Despite the advantages to be had from greater communication between
the disciplines, there are a number of challenges that make collaboration
difficult. Some attendees raised the point that between the cellular processes that
computational neuroscientists study, and the higher-level cognitive phenomena that
cognitive psychologists research, exist multiple layers of neurobiological
complexity that are challenging to traverse. A single neuron itself is very
complex, receiving inputs from thousands of other neurons and responding to diffuse
neuromodulators in a variety of different ways. Thousands of neurons organize into well-structured networks,
which themselves give rise to larger-scale maps, such as the somatotopic map in
the somatosensory cortex. At a larger spatial scale, brain regions with
well-studied functions come into view, and these regions interact with one
another in coordinated ways, defining systems (e.g., the limbic system). Because
there are many intermediary steps between the level of neurons and the level of
functional systems, and each level is itself defined by profoundly complex
interactions, it is inherently challenging to model how activity in individual
neurons, or even neuronal networks, map on to higher-level phenomena like
language and perception. Despite these challenges, neuroimaging is a promising tool
for bridging the gap between nervous system activity at different spatial levels
and human cognition. Neuroimaging detects functional activity at the systems
level in the brain as humans perform cognitive and perceptual tasks. Thanks to
research being carried out by investigators like Shella Keilholz in the Wallace
H. Coulter Department of Biomedical Engineering at Emory University and Georgia
Institute of Technology, we are gaining insight into how systems-level activity
detected by neuroimaging corresponds to the coordinated neural activity occurring
on a much finer spatial scale. Hence, neuroimaging provides an important link
between how activity at smaller spatial scales in the brain generates
higher-level cognitive processes.
Another challenge that has proven to be problematic
historically for the two disciplines is the dearth of models and theories that
make clear and testable predictions. In the early 1990s, the two disciplines temporarily
came together to experiment with a new generation of connectionist network
models.

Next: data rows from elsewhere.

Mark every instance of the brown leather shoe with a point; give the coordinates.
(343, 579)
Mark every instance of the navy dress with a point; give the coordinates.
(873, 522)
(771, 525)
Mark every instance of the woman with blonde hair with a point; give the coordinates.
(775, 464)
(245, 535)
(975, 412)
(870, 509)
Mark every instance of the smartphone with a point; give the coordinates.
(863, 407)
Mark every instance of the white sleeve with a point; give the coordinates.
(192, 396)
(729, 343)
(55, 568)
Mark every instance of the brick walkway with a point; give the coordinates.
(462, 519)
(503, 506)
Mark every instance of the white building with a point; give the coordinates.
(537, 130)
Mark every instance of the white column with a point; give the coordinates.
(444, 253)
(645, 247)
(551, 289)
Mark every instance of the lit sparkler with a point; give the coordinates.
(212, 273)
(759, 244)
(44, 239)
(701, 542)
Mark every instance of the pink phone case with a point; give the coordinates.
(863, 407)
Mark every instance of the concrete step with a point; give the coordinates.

However, neuroscientists quickly soured on these models because they
failed to make clear predictions about neural activity, and psychologists found
that they modeled cognition and behavior in ways that were very different from
how human minds appear to work. As a result, the two disciplines drifted apart
and made less effort to coordinate conferences and meetings together. Recently,
new and exciting machine learning algorithms have emerged that may encourage
the disciplines to work together more closely again, by providing the means to
design and test more promising models. In addition, efforts made by centers
like CMBC and other cross-disciplinary institutes and national meetings can facilitate
greater communication between the researchers in these fields. As a case in
point, the CMBC Faculty Lunch Discussion was successful in bringing together Emory
researchers from computational neuroscience and cognitive psychology, some of
whom had never met before, and creating a space for the two fields to consider
how they can benefit from greater collaboration.